Data Analytics

Logo R Notes
Python Notes
Julia Notes
R-Studio Notes
Jupyter Notebooks
External Notes
Creating Markdown
Contributions

Working with Matplotlib

Working with Matplotlib

Matplotlib is probably the single most used Python package for 2D-graphics. It provides a very quick way to visualize data from Python while also producing publication-quality figures in many formats.

IPython and the pylab mode

IPython is an enhanced interactive Python shell that has lots of interesting features including named inputs and outputs, access to shell commands, improved debugging and many more. When we start it with the command line argument -pylab (–pylab since IPython version 0.12), it allows interactive matplotlib sessions that have Matlab/Mathematica-like functionality.

pyplot

pyplot provides a convenient interface to the matplotlib object-oriented plotting library. It is modeled closely after Matlab(TM). Therefore, the majority of plotting commands in pyplot have Matlab(TM) analogs with similar arguments. Important commands are explained with interactive examples.

SIMPLE PLOT

n this example, we want to draw the cosine and sine functions on the same plot. We will first start with the default settings and enrich the figure step by step to make it nicer. First step is to get the data for the sine and cosine functions:

    import numpy as np
    X = np.linspace(-np.pi, np.pi, 256,endpoint=True)
    C,S = np.cos(X), np.sin(X)

X is now a numpy array with 256 values ranging from -pi to pi (included). C is the cosine (256 values) and S is the sine (256 values).

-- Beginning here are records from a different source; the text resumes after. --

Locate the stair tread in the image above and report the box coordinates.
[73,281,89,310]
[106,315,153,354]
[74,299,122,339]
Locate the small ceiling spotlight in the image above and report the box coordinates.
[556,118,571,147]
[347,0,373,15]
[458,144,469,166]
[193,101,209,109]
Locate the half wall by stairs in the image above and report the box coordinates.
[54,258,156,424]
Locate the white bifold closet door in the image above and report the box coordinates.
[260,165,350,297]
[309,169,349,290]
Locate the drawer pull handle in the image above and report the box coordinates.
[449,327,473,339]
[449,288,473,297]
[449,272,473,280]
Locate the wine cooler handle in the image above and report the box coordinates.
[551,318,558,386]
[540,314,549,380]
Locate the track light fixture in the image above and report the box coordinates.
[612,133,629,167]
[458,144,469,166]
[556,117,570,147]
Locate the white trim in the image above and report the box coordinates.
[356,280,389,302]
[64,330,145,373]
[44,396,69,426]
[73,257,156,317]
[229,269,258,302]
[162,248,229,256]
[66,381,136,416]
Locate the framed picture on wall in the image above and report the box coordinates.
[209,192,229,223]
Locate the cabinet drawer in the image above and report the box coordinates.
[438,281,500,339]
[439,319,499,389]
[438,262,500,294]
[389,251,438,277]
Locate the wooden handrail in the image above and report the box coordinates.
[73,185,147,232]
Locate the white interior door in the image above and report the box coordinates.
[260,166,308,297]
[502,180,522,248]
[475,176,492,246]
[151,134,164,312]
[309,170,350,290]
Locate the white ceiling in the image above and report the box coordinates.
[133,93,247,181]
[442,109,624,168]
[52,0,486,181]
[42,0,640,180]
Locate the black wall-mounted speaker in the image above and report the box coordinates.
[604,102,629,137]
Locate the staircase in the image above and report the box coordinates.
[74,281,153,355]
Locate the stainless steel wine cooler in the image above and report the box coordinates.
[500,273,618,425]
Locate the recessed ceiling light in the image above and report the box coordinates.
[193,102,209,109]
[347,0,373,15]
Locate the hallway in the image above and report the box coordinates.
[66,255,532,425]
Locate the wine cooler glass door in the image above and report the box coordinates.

USING DEFAULTS Matplotlib comes with a set of default settings. We can control the defaults of almost every property in matplotlib: figure size and dpi, line width, color and style, axes, axis and grid properties, text and font properties and so on. While matplotlib defaults are rather good in most cases, you may want to modify some properties for specific cases.

    import numpy as np
    import matplotlib.pyplot as plt
    X = np.linspace(-np.pi, np.pi, 256, endpoint=True)
    C,S = np.cos(X), np.sin(X)
    plt.plot(X,C)
    plt.plot(X,S)
    plt.show()

The plot() function plots our cosine and sine. The show() function shows us our graphic.

DEFAULTS OF Matplotlib

In the figure below we have listed all the figure settings that influence the appearance of the plot. The settings have been explicitly set to their default values.

    # Imports
    import numpy as np
    import matplotlib.pyplot as plt
    # Create a new figure of size 8x6 points, using 100 dots per inch
    plt.figure(figsize=(8,6), dpi=80)
    # Create a new subplot from a grid of 1x1
    plt.subplot(111)
    X = np.linspace(-np.pi, np.pi, 256,endpoint=True)
    C,S = np.cos(X), np.sin(X)
    # Plot cosine using blue color with a continuous line of width 1 (pixels)
    plt.plot(X, C, color="blue", linewidth=1.0, linestyle="-")
    # Plot sine using green color with a continuous line of width 1 (pixels)
    plt.plot(X, S, color="green", linewidth=1.0, linestyle="-")
    # Set x limits
    plt.xlim(-4.0,4.0)
    # Set x ticks
    plt.xticks(np.linspace(-4,4,9,endpoint=True))
    # Set y limits
    plt.ylim(-1.0,1.0)
    # Set y ticks
    plt.yticks(np.linspace(-1,1,5,endpoint=True))
    # Save figure using 72 dots per inch
    # savefig("../figures/exercice_2.png",dpi=72)
    # Show result on screen
    plt.show()

CHANGING THE COLORS AND LINE WIDTHS

First step is to change the colors of cosine(blue) and sine(red). We will also make their lines thicker and the figure size more horizontal.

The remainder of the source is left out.